We will strengthen global supply chain resilience. In the draft statement of the G20 finance ministers/central bank governors, they said that they remain alert to the impact of these problems on their economies. This will be completed on Friday after the close of their virtual meeting in Indonesia.

We will continue to monitor global major risks including those that arise from [current]Ministers stated that geopolitical tensions, macroeconomic and financial vulnerability were all factors.

Although the statement didn’t directly mention the Ukraine-Russian border crises, the bracketed word “current” indicates that they may be removed. Russia is an associate member of G20 major economies.

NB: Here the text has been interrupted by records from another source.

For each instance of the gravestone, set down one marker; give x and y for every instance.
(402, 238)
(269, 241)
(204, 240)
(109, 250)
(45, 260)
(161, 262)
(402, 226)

According to the finance chiefs, inflation is currently high in several countries due to “supply disruptions,” supply-demand mismatches, and higher commodity prices, including energy.The ministers and Governors of finance stated, “Central banks will ensure that price stability is maintained in accordance to their respective mandates while remaining committed for clear communication regarding their policy stances.”

G20 Finance leaders reiterated their resolve to create the rules for implementing a global tax accord last year. They also pledged to work with other institutions to make the new rules effective in 2023.

They pledged “more to ensure (the) long term success” of the G20 common debt restructuring mechanism for poor countries. But, that language was still in brackets and could be changed.

The G20 ministers stated that reaching “net zero” carbon emission goals must include all tools. They also suggested the “appropriate use of carbon pricing mechanisms, incentives, and the phase out and rationalize over the medium-term inefficient fossil fuel subsidies that promote wasteful consumption.”